Nicola Lettieri of ISFOL has posted a prezi of a presentation entitled Law under the data deluge: From legal implications to legal applications of Big Data (and backward), given at DySES 2014: International Conference on Dynamics of Socio-Economic Systems, held 16-18 September 2014, in Seville.
Here is the abstract:
The data deluge, the overwhelming and growing amount of digital information today available, is deeply transforming our society unlocking new sources of economic value, providing fresh insights into science and holding governments to account.
The ongoing process is rising many challenges in the legal field. Law has to define and refine regulations allowing, on the one hand, to exploit the opportunities inherent to data analytics and, on the other hand, to contrast threats like privacy breaches, identity theft and fraud, new forms of redlining and ‘Big Brotherishness of various kinds’.
The presentation is split in two parts. The first part is a state of the art examining the keystones of the legal framework so far defined at international and European level to cope with Big Data legal implications.
The second part is a brief analysis of application and research issues.
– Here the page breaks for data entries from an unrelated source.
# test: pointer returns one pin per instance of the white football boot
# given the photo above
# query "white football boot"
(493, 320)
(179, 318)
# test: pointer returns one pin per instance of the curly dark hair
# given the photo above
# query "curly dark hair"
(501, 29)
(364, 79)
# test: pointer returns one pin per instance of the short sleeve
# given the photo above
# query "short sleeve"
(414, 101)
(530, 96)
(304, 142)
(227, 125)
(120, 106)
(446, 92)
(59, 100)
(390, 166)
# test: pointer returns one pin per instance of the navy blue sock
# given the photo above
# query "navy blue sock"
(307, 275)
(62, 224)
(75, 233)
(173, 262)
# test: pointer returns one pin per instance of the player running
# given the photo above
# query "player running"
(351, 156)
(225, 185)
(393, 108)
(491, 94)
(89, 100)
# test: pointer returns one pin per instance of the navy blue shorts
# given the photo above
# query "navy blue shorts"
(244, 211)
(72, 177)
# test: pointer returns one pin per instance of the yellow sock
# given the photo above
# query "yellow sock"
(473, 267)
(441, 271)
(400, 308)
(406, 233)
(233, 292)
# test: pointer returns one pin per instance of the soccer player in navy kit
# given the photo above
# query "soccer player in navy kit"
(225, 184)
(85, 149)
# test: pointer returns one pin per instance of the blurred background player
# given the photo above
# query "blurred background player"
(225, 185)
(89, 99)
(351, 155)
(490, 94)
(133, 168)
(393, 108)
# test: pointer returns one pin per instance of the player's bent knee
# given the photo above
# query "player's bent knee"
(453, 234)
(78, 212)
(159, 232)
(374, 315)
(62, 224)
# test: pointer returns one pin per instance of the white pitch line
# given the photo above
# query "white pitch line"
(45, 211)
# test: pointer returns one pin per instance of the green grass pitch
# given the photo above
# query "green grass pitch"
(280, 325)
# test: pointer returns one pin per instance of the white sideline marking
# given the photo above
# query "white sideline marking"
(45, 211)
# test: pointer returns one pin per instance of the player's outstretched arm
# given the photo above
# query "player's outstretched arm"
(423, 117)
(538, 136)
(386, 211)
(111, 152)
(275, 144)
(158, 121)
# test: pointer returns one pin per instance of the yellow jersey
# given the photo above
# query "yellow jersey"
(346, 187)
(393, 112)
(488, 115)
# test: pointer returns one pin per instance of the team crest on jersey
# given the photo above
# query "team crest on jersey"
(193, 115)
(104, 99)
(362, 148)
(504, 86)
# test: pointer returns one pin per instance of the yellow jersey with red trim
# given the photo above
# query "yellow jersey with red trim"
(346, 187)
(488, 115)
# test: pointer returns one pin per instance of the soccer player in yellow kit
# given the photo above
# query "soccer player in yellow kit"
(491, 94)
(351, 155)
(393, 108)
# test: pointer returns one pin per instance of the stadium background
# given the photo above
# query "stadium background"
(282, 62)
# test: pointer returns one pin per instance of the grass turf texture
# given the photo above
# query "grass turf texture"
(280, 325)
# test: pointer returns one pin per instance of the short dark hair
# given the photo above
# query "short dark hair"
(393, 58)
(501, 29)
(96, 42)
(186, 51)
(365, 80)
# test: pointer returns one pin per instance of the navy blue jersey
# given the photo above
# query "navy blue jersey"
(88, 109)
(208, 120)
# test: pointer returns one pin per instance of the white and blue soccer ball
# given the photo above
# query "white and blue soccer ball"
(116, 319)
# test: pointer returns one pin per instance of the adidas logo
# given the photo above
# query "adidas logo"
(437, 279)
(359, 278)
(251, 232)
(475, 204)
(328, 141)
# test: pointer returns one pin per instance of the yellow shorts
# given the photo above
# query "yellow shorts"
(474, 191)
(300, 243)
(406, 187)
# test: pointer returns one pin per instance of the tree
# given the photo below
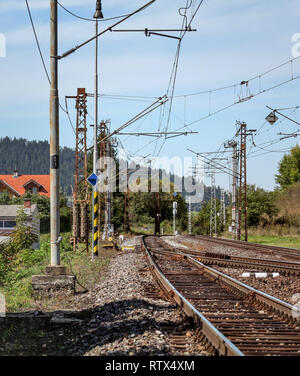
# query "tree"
(289, 168)
(261, 206)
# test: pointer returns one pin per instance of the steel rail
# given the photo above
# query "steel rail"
(214, 336)
(241, 261)
(248, 245)
(282, 308)
(268, 265)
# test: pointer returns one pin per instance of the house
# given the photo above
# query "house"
(17, 185)
(8, 214)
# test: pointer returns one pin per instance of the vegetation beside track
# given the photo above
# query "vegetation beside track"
(17, 268)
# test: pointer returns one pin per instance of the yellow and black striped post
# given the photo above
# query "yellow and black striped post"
(95, 224)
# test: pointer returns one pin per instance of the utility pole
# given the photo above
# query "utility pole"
(190, 216)
(234, 213)
(81, 193)
(213, 206)
(243, 132)
(174, 216)
(157, 214)
(222, 207)
(97, 15)
(54, 139)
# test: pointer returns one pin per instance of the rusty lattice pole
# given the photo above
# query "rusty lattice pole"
(54, 139)
(81, 193)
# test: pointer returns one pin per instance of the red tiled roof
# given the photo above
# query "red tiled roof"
(17, 183)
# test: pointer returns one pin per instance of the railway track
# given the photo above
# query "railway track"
(225, 260)
(235, 319)
(290, 253)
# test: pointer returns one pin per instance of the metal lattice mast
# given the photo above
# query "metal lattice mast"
(102, 197)
(213, 206)
(234, 198)
(190, 216)
(243, 132)
(222, 207)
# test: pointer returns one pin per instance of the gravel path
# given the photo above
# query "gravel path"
(125, 314)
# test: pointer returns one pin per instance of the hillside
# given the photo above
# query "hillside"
(32, 157)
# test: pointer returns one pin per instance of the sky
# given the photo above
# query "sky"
(235, 41)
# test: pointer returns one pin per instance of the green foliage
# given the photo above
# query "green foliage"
(201, 224)
(289, 168)
(261, 206)
(143, 208)
(4, 198)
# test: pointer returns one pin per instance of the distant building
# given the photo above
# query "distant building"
(17, 185)
(8, 214)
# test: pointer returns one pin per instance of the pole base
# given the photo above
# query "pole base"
(56, 281)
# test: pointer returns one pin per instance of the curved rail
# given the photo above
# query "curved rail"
(232, 315)
(290, 252)
(216, 338)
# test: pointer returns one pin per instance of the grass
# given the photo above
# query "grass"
(16, 282)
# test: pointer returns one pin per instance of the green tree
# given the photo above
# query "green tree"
(289, 168)
(261, 206)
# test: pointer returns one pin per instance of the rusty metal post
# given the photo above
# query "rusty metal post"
(157, 214)
(54, 139)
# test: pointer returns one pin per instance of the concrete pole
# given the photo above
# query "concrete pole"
(54, 139)
(95, 154)
(190, 217)
(234, 215)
The data deluge is driving the emergence of innovative tools that are not only going to affect many sectors of legal practice but are also producing a paradigm shift in the way legally relevant phenomena are studied, understood and predicted.
Far from being simply juxtaposed, the two parts of the talk are strictly intertwined as the creation of new tools and applications is in turn a cause of (or a solution for) regulation issues.